MDC-T in dilemma over candidates

WHILE pondering the enormous task of winning souls in the Bible, Jesus bemoaned that there were only a few people to assist in this task.

Report by Herbert Moyo

“The harvest is plenty but the labourers are few,” he lamented.
In selecting candidates for the imminent, high-stakes general elections, the MDC-T seems to have no such worries, but a headache of a different variety.

Apparently, there are just too many candidates chasing too few posts up for grabs in the elections later this year.

You could describe it as a case of too many labourers for the harvest.

Last week, some MDC-T officials said the party faces a huge challenge in coming up with the right people to govern the country should it win elections as most aspiring candidates lack the requisite expertise and qualifications to lead.

The party officials said of the more than 4 000 applications received so far, only Masvingo province has suitably qualified people, while most serving MPs’ qualifications fell short of expectations.

They warned this was likely to force the party to look elsewhere — outside its structures — for people with craft literacy and craft competence to fill in government posts should the MDC-T win the next elections.

It is a worrisome scenario, officials said, that some prospective candidates list the Zimbabwe Junior Certificate (Form 2) as their highest qualification.

There is also a general lack of the right mix of age, qualifications and track record of performance, as most candidates with the right expertise and qualifications are too old while the young ones lack suitable credentials.

When the MDC was formed in 1999 against the background of a groundswell of disenchantment with Zanu PF’s repressive and failed rule, it faced the dilemma of finding educated and professionally qualified candidates to contest the 2000 and 2005 elections due to the high levels of violence and intimidation.

So dire was the situation that the fledgling party had to field green former students who had no working and professional experience such as the late Learnmore Jongwe, Job Sikhala and Tafadzwa Musekiwa to contest against veteran Zanu PF MPs as experienced professionals and intellectuals kept clear of politics, fearing losing their jobs and destroying their careers.

They preferred only to be associated with the party in what party spokesperson Douglas Mwonzora called “unofficial capacities”.

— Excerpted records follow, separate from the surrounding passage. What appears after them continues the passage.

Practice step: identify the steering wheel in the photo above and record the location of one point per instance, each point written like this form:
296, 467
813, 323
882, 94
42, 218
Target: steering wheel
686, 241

Fast-forward to 2013 when the political environment has changed dramatically. There are now too many people — including those from the diaspora — keen to represent the party, amid claims that some want to reap where they did not sow or view politics as a way out of poverty or to good life, not an opportunity to offer public service.

Dividing opinion within and outside the MDC-T is whether the party should discard tried and tested MPs because of lack of qualifications and expertise in favour of johnnies-come-lately who, despite high qualifications, lack the experience and courage to endure the rough and tumble of local politics.

Bulawayo East MP Thabitha Khumalo is one of party veterans facing MDC-T purges.

“I built the party’s Bulawayo East structures from scratch, traversing the length and breadth of suburbs from Woodville to Burnside,” she once said. “I’m not aware of any attempt to remove anybody, especially tried and tested cadres as that would be akin to removing those with an institutional memory of the party in favour of newcomers.”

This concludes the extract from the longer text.